Autograph manuscripts exist for the poems and fragments written in the queen’s Book of Hours (M.E. Saltykov-Schredin Library MS.Lat.Q.V.1.112), and in two single leaves held in the Bodleian Library. The first contains two devotional sonnets and an eight-line verse made up of couplets to Ronsard (Bodleian Library MS. Add.c. 92 fol. 22r-v); the second the last poem that Mary wrote, the sonnet beginning “Que suis-je helas? Et de quoi sert ma vie”, sent to her brother-in-law King Henry III of France shortly before her execution (Bodleian Library MS. Add.c. 92 fol. 24r). These are reproduced as images in the archive, although it must be noted that the images from the Book of Hours, held at the National Library of Russia are reproduced only partially as photographs held in the National Library of Scotland Advocates Library (MS.81.55). The National Library of Russia did not grant permission to reproduce the manuscript images first-hand. The entire body of marginalia within the Book of Hours, including signatures by the queen and her associates before and after her death, was first transcribed in print by Prince Alexander Labanoff in Receuil Des Lettres, Instrucutions Et Memoires De Marie Stuart in 1844.6 The relevant pages from Labanoff’s text are also reproduced as images here, and provide transcripts of additional quatrains in the Book of Hours that are not included in the National Library of Scotland photographs.7
Although no autograph manuscript can yet be located, it is likely that the quatrain written in Anne of Lorraine’s prayer book can also be attributed to the queen.

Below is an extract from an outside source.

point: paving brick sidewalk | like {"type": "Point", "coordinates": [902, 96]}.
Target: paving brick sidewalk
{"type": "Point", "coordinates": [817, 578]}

It was first attributed in print to Mary Queen of Scots in Joseph-Balthazar Silvestre’s 1839-41 Paléographie Universelle (translated into English in 1849).8 After discussing Mary’s own Book of Hours, he turns to “Another small book of Prayers, also belonging in the Bibliothèque Royale, and which was used by Anne of Lorraine and Diane de Dammartin, wife of her only son.”9 According to Silvestre, this volume is “remarkable on account of the number of verses, mottoes, cyphers and signatures, among whom Mary Stuart wrote the following lines with her own hand”; the French quatrain is then reprinted.10 The Anne of Lorraine Book of Hours was in the Bibliothèque Nationale in the La Vallière collection from 1724, but at some point it passed into private hands and was listed in the 1876 Mogand et Fatout catalogue of sale.11 It is not currently listed in in the Catalogue Collectif de France, again indicating that it is not kept in a French public collection. Silvestre’s image of the manuscript and his transcription is reproduced as the earliest available text of the quatrain.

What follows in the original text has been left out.